Check whether an app is running
python scripts/applescript_app.py --action is-running --app "微信"
Get the current frontmost app
python scripts/applescript_app.py --action frontmost-app
python scripts/applescript_app.py --action frontmost-app --json-pretty
8. AppleScript window inspection
Use AppleScript window inspection when you need app-level UI state without relying on OCR.
Good fits:
- read the front window title
- count windows for a process
- list window titles for a process
Read the front window title
python scripts/applescript_window.py --action title --app "微信"
Count windows
python scripts/applescript_window.py --action count --app "微信"
List window titles
python scripts/applescript_window.py --action list --app "微信"
python scripts/applescript_window.py --action title --app "微信" --json-pretty
9. When to use AppleScript vs desktop vision
Prefer AppleScript for:
- opening or activating apps
- reading window titles
- checking the frontmost app
- simple app and process state queries
Do not add AppleScript UI scripting here for button clicks or deep accessibility-tree automation. That path is intentionally excluded from this skill.
Prefer screenshot + OCR/OpenCV + pyautogui for:
- buttons or labels that only exist visually
- apps with weak or unstable accessibility hierarchies
- targets inside custom-drawn UIs such as chat rows, images, or canvas content
- direct manipulation such as clicking, dragging, and typing into app surfaces
When the same text may appear in multiple places, do not search the full screen by default.
Constrain OCR to the intended region first, then click using the returned full-screen logical coordinates.
A practical sequence is often:
- AppleScript activates the app
- AppleScript reads window or process state
- screenshot-based vision finds the target
- mouse or keyboard automation performs the action
- AppleScript or a fresh screenshot verifies the result
10. Recommended flow
python scripts/applescript_app.py --action activate --app "微信"
python scripts/applescript_window.py --action title --app "微信"
python scripts/init_coordinate_mapping.py
python scripts/capture_screen.py
python scripts/locate_text_ocr.py --text "确定"

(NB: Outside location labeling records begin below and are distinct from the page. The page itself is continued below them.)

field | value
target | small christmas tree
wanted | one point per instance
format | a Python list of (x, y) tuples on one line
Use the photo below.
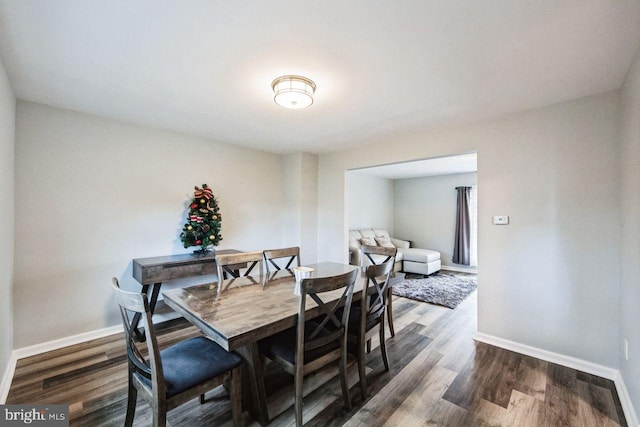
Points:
[(203, 221)]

python scripts/mouse.py --action click --x 500 --y 300
python scripts/keyboard.py --action press --key enter
Notes
- Version 1 assumes a Retina display and single primary screen.

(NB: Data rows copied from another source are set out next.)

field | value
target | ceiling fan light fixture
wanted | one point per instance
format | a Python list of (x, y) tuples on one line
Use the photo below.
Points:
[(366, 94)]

- Treat logical screenshots as the default working surface for this skill.
- Treat recognition output coordinates as logical unless a script explicitly says otherwise.

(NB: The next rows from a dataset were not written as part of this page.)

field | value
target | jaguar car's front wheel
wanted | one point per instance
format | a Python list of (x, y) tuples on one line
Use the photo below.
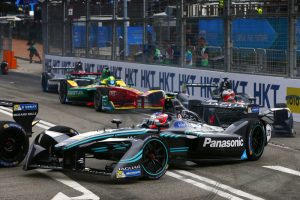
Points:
[(256, 140), (155, 158), (98, 101), (14, 144)]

- Treat mouse and keyboard targeting as logical by default.
- Treat crop rectangles as logical by default, and prefer cropping from a logical screenshot.
- If another skill mixes logical screenshots with raw Retina or pixel screenshots, use calibration conversion deliberately. Do not assume logical bounds match raw pixel bounds 1:1.
- Keep this skill focused on generic desktop primitives. App-specific UI semantics, business rules, and event pipelines should stay in the higher-level app skill.
- All click, drag, move, and typing actions use Python /
pyautogui.
- AppleScript support in this skill is limited to app control and window inspection.
- For safety, keep
pyautogui.FAILSAFE = True; moving the mouse to the top-left corner aborts automation.